I don’t think I’ve ever paid quite so much attention to how guilty I feel about being a bad friend as I do today. Embarking on a PhD, and indeed a career abroad, feels so selfish sometimes, as if the friends we’ve left behind don’t matter any more. Sure, you keep in touch, but being there physically has an emotional power you just can’t convey in writing. It’s the age-old case of words being not enough!

It feels like people have so much potential in them to be caring, nurturing friends, if only they’d put aside their concerns for a flourishing career, a fat pay packet, fast cars. And however much I don’t feel that way, here I am, working on my career all the same. However much time it takes to write an email or a card, or a whole letter, it still feels like it’s not enough. I would feel so much happier if I could take care of my friends the way I want, and here we are, the ways of the world are preventing me from doing what I want. Again.

How many times have I been through this.

I still half-believe he died because I didn’t deserve him, like I was a bad friend, like I didn’t love him enough. When you start taking people for granted, even if you feel thankful for all you’ve been blessed with every day, I suppose it still isn’t enough. It isn’t enough because you still aren’t there in person to love them, to face life’s battles together. And the person I’m thinking of when I write this slowly starts blurring, fading, and insinuating into another, and another. It is the same with almost all the people I love and care about in the world. This impossible distance, and the emotional aloofness it creates, forcefully, no matter how much you try to stop it.
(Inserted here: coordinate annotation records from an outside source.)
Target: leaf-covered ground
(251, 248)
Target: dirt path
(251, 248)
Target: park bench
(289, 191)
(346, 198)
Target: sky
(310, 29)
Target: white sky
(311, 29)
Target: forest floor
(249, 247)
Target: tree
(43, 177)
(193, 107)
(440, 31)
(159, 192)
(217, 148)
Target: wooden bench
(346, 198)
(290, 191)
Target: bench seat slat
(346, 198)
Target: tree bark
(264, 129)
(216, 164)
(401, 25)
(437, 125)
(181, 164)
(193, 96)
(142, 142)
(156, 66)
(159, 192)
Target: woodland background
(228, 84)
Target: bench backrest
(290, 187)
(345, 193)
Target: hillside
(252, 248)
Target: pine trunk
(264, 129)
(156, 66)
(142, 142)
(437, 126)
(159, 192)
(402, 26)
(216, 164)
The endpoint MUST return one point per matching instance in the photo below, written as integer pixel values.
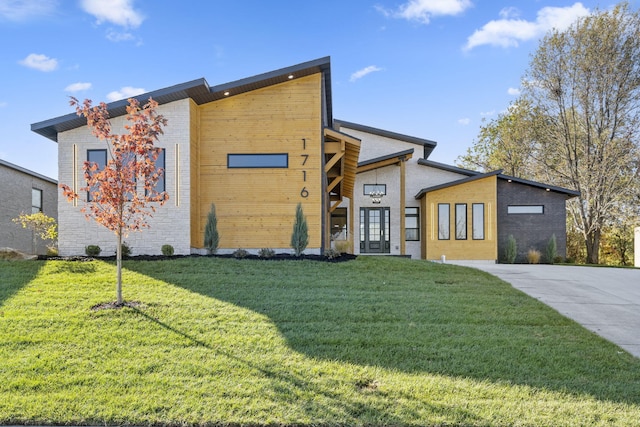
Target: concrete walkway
(603, 300)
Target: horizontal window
(280, 160)
(525, 209)
(379, 188)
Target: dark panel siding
(530, 231)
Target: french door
(374, 230)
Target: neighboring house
(26, 192)
(258, 146)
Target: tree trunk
(592, 243)
(119, 270)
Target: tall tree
(122, 194)
(585, 81)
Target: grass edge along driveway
(375, 341)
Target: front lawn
(375, 341)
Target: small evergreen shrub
(511, 250)
(332, 253)
(240, 254)
(92, 250)
(300, 234)
(266, 253)
(533, 256)
(167, 250)
(551, 251)
(211, 235)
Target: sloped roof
(27, 171)
(201, 93)
(426, 143)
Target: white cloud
(423, 10)
(509, 32)
(78, 87)
(21, 10)
(117, 12)
(124, 93)
(40, 62)
(361, 73)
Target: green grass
(375, 341)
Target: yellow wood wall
(256, 207)
(479, 191)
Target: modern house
(257, 147)
(24, 192)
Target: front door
(374, 230)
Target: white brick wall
(170, 223)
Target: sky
(433, 69)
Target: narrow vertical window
(461, 221)
(478, 221)
(443, 221)
(98, 157)
(411, 224)
(36, 200)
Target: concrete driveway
(603, 300)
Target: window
(339, 224)
(36, 200)
(522, 209)
(370, 188)
(160, 164)
(478, 221)
(411, 224)
(280, 160)
(100, 158)
(443, 221)
(461, 221)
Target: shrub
(266, 253)
(92, 250)
(551, 251)
(332, 253)
(167, 250)
(126, 250)
(240, 253)
(300, 234)
(534, 256)
(211, 235)
(342, 246)
(511, 250)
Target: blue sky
(432, 69)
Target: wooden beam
(333, 183)
(332, 162)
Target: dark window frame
(37, 208)
(444, 233)
(415, 215)
(232, 157)
(525, 206)
(473, 221)
(373, 187)
(465, 234)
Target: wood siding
(256, 207)
(479, 191)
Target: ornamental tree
(122, 195)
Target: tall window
(160, 164)
(478, 221)
(443, 221)
(36, 200)
(412, 224)
(100, 158)
(461, 221)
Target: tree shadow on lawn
(431, 321)
(15, 275)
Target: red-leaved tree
(122, 195)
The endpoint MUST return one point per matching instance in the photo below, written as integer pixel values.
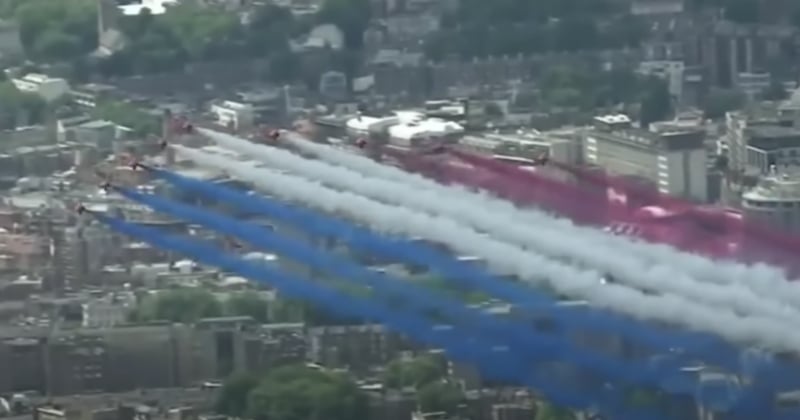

I’ve already established that life is simply too short. Until these days it had been just another cliche for me, but now that I’ve experienced all that’s happened, I finally see how real it is. It’s amazing the way we, humankind, have protected ourselves so well from the worries of death by building society and all its half-corrupt institutions that promise intellectual enlightenment as if that were some force that could reckon with death. Fools! Nothing can reckon with death. When it comes, it comes, and then you’re gone. And it doesn’t matter where you go. You just go.

So what are we here for?

For all my faith in science, I’d still like to believe I’m here for my friends. If we don’t reach enlightenment, who cares? If I am a bad friend, I am a bad friend all the same. Not science, not academia, not even nature can change that. Only I can. So have I? Have I become a good friend yet? What does it mean to be a good friend?

And suddenly a dead man becomes the answer to all my questions.